Flash forward sixty years. Ron Perlman plays Hellboy not as an unstoppable
superman, but as an ordinary joe who just happens to be capable of the
extraordinary (a reoccurrence in all of del Toro's films). He smokes cigars,
lifts weights, cracks wise and eats a lot. And he likes cats, which makes
sense given his origins in the underworld. He's also immortal and fireproof,
and keeps his horns in check by filing them with a belt sander. He still has a
thing for Liz (Selma Blair), a pyrokinetic who is quiet and reserved, a
self-committed patient at a local mental hospital (I'll spare you of any puns
about Blair being on fire in the movie). There is also Abe Sapien (Doug Jones,
voiced by David Hyde Pierce), a fishman with a power of touch-activated ESP.
I haven't even gotten to Hellboy's battles with the film's giant monsters
-grotesque, Cthulhu-like creatures that stomp and trample like rhinos, have
elongating tongues and can lay eggs inside your wounds. There's a breathtaking
fight between two hellbeasts that takes place through a number of subway
corridors. Del Toro films the action precisely the way a comic artist would
draw it. They have a fiery kinetic energy. He and his cinematographer, the
great Guillermo Navarro, color the environs and people as vivid and animated as
can be, the way Warren Beatty did in "Dick Tracy." The score by Italian
composer Marco Beltrami is at times powerful, particularly in the movie's final
scenes, which are underscored by an apocalyptic chorus.
Hellboy's only shortcoming -in my mind- is that it's rated PG-13. There were
some moments where I wanted del Toro to cross the line a few more feet into
Cronenberg country, and become more graphic in the movie's killings as he's
done previously.
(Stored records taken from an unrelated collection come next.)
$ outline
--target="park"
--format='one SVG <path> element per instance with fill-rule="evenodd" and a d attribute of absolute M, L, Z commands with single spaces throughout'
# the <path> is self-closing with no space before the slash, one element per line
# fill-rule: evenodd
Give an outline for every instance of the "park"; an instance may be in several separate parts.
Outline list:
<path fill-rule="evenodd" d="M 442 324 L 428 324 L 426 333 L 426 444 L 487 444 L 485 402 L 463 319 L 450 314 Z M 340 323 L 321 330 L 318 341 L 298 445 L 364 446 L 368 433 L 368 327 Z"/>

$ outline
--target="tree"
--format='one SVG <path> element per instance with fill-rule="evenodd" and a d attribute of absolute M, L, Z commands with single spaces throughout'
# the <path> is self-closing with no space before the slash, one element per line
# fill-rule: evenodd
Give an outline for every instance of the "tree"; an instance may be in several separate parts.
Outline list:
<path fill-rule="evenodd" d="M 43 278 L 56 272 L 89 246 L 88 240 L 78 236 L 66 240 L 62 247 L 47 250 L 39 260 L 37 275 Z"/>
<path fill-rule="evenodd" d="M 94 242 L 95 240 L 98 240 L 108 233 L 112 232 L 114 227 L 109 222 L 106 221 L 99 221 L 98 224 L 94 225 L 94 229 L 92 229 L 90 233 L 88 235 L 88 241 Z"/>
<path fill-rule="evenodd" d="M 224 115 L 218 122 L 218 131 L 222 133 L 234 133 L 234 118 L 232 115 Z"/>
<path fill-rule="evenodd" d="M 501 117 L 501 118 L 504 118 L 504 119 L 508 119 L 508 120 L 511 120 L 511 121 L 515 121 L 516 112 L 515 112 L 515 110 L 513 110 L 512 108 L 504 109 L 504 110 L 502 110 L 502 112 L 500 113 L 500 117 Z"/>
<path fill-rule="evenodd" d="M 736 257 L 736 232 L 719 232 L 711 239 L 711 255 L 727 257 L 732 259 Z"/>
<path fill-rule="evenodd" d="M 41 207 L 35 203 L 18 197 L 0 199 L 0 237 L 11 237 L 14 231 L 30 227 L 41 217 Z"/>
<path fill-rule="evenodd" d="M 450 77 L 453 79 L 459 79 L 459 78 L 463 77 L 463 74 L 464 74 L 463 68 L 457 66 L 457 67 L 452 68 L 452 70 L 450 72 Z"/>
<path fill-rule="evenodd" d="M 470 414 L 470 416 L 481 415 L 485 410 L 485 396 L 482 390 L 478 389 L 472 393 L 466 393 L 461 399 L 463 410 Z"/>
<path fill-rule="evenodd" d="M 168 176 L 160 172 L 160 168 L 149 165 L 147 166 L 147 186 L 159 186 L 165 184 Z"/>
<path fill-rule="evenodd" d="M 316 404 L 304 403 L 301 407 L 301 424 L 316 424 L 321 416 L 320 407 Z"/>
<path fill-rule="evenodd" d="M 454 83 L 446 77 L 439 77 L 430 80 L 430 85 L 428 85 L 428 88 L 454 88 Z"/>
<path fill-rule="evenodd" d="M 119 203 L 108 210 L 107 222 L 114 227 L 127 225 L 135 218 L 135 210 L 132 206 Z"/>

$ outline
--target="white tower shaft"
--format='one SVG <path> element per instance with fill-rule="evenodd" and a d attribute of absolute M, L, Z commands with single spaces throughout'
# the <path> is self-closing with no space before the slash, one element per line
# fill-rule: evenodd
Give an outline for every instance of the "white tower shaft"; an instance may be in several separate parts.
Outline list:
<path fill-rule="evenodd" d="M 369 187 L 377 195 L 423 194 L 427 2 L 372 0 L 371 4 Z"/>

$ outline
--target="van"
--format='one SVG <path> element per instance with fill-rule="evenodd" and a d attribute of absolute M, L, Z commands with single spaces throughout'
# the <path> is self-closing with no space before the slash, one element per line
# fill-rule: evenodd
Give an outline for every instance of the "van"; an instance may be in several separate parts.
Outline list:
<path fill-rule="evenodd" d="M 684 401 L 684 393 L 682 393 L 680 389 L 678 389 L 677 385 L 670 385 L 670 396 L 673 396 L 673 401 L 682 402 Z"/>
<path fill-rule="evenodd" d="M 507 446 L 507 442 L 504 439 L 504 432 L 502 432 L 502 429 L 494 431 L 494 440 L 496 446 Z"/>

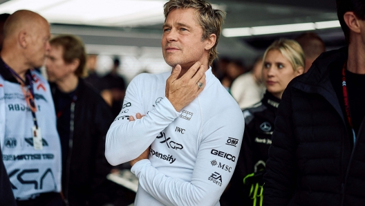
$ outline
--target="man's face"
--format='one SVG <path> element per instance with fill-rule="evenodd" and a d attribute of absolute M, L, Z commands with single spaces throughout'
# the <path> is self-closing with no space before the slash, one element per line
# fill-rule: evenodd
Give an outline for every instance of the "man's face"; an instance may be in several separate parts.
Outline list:
<path fill-rule="evenodd" d="M 165 61 L 171 67 L 190 68 L 208 60 L 207 40 L 202 41 L 203 29 L 194 12 L 193 8 L 174 9 L 166 18 L 161 44 Z"/>
<path fill-rule="evenodd" d="M 50 50 L 49 39 L 50 37 L 50 27 L 48 23 L 39 23 L 38 29 L 33 29 L 30 32 L 29 44 L 28 60 L 30 66 L 39 68 L 44 64 L 44 60 Z"/>
<path fill-rule="evenodd" d="M 49 55 L 46 61 L 46 68 L 48 81 L 56 82 L 62 81 L 71 75 L 73 75 L 71 64 L 66 64 L 62 55 L 64 50 L 61 46 L 51 46 Z"/>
While watching Kroenen disembowel half a dozen cops early in
the film (a well done sequence, mind you), not a single one of them spills any
blood. They simply drop like dominos. There are maybe two or three scenes in
the film where one can tell del Toro was holding back. No matter, it's not my
movie. Perhaps an unrated DVD will quench my action movie id with a little
more of the proverbial "juice."
My comparison to Cronenberg is valid, I think. Though he's been making films
for over a decade, Guillermo del Toro has been grouped into what Fox 2000 has
been referring to as the "Mexican New Wave (Cuarón, Iñarritù, Serrano and
others)." His films seem to exist in a modern-day Dark Age, where relics,
alchemy and symbolism are taken seriously. All of his films retain a Catholic
sensibility, using stark, bloody imagery of the netherworld and of supernatural
objects (the scarab devices of "Cronos," the weapons of "Blade II," and the war
spoils of "El espinazo del Diablo"). Here again is a story steeped in the
supernatural and where characters are defined by their relics and magic.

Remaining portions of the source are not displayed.